Data output from the topic segmentation element is input to optional post-processing element 18, where it may undergo any necessary or desirable post-processing. For example, one task that may be performed by the post-processing element is to remove a “segment” that is too short to be a topic. Another example of post-processing may be assigning a title to each segment based on key words in the segment. Once any necessary/desirable post-processing is performed, a topic/segment listing 20 is made available for use. For example, the topic/segment listing may be used to provide an index for the original source data, thereby rendering the data more easily searchable by a user.

FIG. 2 is a more detailed block diagram of a system 30 for implementing an unsupervised topic segmentation method in a communications environment in accordance with one embodiment. As shown in FIG. 2, system 30 is an example of a system for performing unsupervised topic segmentation on a data source comprising a video data source 32. In one embodiment, the video may be an enterprise video to be distributed to all employees within a company. It will be assumed for the sake of example that the video includes a variety of topics that may or may not be of particular interest to each employee; therefore, it would be useful for the video to be segmented by topic so that each employee could access only those particular segments that are relevant to him or her.

In the illustrated embodiment, the data signal comprising the data source 34 is input to a preprocessing complex 34, which comprises a processor 36, memory 38, scene change detection module 40, speaker change detection module 42, and speech recognition module 44, all of which may be interconnected, as represented by a bus 46. In accordance with features of one embodiment, the scene change detection module 40 processes the received data signal to determine the time stamp(s) at which the scene shown in the video changes. For example, a first scene of the video 30 may begin at a time t0. At a time t1, the scene changes and a second scene begins. Some period of time later, at a time t2, the scene once again changes and a third scene begins. The scene change detection module 40 detects each of the scene changes at times t1 and t2 and notes that information in connection with the data stream. In one embodiment, a scene change detection file containing all scene change information detected in connection with the video is developed by the module 40.

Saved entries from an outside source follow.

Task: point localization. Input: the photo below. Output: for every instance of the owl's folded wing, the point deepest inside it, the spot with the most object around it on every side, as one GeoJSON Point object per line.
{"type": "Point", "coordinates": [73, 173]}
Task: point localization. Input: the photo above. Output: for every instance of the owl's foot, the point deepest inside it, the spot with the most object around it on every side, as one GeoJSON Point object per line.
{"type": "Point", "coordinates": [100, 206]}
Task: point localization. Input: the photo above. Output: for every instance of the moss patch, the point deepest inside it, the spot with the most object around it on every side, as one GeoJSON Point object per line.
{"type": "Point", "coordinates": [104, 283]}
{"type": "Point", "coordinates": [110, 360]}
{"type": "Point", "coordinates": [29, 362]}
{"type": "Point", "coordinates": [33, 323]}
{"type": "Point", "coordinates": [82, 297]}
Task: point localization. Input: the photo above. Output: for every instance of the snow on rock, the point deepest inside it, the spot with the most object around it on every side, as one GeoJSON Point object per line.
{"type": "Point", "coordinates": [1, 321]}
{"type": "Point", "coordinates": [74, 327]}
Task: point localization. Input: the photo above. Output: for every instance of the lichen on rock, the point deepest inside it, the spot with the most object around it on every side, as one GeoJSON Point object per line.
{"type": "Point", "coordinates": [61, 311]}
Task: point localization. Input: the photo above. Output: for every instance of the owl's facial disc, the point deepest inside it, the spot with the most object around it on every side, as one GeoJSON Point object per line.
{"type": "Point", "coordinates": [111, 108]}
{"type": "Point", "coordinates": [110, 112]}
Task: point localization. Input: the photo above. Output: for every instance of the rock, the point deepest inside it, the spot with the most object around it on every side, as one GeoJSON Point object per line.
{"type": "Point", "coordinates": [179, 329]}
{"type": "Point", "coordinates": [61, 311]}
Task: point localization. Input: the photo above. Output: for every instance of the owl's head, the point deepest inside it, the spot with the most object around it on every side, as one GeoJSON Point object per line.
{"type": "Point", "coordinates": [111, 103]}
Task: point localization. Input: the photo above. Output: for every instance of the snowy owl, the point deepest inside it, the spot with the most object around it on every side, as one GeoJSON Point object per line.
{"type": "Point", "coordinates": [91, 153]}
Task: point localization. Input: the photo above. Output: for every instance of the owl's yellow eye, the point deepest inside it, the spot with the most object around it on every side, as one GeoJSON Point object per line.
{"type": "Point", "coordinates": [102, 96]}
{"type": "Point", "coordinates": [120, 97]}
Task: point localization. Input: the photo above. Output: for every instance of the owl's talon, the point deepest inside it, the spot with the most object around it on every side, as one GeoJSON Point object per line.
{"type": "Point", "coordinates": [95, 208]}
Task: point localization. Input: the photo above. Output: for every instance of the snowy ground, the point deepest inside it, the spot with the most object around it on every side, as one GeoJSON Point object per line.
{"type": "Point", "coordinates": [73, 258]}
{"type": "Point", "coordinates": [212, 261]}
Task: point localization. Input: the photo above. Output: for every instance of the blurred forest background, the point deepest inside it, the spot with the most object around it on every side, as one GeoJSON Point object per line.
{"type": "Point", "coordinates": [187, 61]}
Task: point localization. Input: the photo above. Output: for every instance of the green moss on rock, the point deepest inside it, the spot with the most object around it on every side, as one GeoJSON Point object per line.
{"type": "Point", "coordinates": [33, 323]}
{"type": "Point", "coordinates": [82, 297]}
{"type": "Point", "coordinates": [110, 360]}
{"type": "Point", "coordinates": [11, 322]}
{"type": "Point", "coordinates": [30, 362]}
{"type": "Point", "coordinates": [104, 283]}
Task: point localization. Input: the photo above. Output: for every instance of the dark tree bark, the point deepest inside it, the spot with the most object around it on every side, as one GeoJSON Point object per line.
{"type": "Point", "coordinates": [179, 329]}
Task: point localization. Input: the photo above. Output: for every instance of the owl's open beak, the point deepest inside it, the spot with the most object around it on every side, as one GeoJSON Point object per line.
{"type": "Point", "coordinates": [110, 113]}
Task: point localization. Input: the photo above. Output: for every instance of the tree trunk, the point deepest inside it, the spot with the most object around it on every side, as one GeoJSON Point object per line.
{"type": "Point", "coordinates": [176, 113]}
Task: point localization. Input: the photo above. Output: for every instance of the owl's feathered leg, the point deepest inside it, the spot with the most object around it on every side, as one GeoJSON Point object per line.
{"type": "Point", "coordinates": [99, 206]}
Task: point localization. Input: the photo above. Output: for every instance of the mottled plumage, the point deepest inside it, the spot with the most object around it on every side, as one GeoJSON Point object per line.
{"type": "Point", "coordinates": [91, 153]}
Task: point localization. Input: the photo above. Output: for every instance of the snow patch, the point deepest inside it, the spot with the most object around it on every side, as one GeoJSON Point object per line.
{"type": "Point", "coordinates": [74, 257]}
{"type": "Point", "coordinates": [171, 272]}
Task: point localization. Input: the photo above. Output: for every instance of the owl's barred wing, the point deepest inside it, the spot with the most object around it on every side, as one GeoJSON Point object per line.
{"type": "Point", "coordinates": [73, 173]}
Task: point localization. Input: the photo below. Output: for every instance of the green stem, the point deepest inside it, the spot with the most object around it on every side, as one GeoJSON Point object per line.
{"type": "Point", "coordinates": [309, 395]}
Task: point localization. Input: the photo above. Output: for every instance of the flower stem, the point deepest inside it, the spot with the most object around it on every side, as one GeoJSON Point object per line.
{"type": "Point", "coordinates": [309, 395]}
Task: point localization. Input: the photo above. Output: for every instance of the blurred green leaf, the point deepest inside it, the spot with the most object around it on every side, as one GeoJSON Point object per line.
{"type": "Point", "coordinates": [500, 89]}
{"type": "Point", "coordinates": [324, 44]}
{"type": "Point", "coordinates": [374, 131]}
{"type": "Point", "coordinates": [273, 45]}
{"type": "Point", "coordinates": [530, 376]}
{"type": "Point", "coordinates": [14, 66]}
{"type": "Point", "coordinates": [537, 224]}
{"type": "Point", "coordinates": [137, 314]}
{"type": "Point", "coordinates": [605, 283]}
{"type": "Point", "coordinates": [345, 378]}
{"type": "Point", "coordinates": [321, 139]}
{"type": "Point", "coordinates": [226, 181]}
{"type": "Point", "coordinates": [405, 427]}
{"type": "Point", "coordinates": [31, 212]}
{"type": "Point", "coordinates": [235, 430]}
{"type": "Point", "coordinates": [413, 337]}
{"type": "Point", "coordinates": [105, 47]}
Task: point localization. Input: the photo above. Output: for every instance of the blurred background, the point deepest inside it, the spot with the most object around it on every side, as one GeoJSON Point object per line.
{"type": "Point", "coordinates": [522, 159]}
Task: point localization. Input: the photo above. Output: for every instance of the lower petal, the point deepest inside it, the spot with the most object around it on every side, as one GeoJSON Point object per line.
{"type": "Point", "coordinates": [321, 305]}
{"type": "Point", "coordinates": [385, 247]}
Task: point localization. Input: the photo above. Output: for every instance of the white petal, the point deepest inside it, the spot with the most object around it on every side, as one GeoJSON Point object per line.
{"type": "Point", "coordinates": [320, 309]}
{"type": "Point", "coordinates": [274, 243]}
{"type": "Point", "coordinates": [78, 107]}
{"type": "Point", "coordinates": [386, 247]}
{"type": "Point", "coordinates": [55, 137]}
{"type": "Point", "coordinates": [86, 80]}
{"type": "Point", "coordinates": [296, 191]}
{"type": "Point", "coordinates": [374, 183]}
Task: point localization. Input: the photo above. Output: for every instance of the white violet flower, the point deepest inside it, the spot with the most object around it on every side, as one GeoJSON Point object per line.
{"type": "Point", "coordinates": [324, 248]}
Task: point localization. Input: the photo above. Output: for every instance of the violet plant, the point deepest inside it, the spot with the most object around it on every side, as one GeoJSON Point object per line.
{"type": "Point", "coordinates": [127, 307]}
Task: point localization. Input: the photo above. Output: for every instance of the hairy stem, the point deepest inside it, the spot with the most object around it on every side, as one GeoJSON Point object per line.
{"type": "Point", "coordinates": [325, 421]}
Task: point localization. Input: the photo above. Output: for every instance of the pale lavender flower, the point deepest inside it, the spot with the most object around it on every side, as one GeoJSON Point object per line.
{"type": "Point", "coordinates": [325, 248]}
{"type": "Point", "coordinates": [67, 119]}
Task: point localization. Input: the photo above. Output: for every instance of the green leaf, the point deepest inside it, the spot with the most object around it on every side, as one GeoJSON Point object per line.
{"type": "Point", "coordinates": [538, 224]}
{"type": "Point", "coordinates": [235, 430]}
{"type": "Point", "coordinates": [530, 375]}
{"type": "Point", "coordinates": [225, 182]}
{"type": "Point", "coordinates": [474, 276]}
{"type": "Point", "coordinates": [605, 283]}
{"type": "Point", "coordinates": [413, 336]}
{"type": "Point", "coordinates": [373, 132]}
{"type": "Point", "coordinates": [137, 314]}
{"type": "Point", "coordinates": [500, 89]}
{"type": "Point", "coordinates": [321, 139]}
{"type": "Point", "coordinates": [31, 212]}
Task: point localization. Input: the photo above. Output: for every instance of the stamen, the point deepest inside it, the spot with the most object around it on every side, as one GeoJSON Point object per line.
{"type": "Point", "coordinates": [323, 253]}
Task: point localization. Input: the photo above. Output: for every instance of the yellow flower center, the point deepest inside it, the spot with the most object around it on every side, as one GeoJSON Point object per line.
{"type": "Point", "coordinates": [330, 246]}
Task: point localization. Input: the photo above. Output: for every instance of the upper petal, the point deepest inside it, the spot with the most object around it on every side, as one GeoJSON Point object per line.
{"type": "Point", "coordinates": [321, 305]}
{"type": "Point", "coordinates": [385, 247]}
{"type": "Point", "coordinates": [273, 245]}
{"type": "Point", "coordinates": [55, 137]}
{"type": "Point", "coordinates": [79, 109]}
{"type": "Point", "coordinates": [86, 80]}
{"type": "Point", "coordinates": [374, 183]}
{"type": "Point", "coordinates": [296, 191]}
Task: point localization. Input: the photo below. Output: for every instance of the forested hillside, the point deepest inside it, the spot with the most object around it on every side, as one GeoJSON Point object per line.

Similarly, in accordance with features of one embodiment, speaker change detection module 42 processes the received data signal comprising the video to determine the time stamp(s) at which a change in speaker occurs. For example, a first speaker may begin speaking at a time t0′. At a time t1′, a new speaker begins speaking. Some period of time later, at a time t2′, a third speaker begins speaking. Speaker change detection module 42 detects each of the speaker changes at times t1′ and t2′ and notes that information in connection with the data stream. In one embodiment, a speaker change detection file containing all speaker change information detected in connection with the video is developed by speaker change detection module 42.

The speech recognition module 44 also processes the data signal comprising the video and converts the audio portion of the signal to text using one of any number of known speech recognition algorithms and/or systems. In one embodiment, a file comprising a transcript of the text corresponding to the audio portion of the video is developed by the module 40.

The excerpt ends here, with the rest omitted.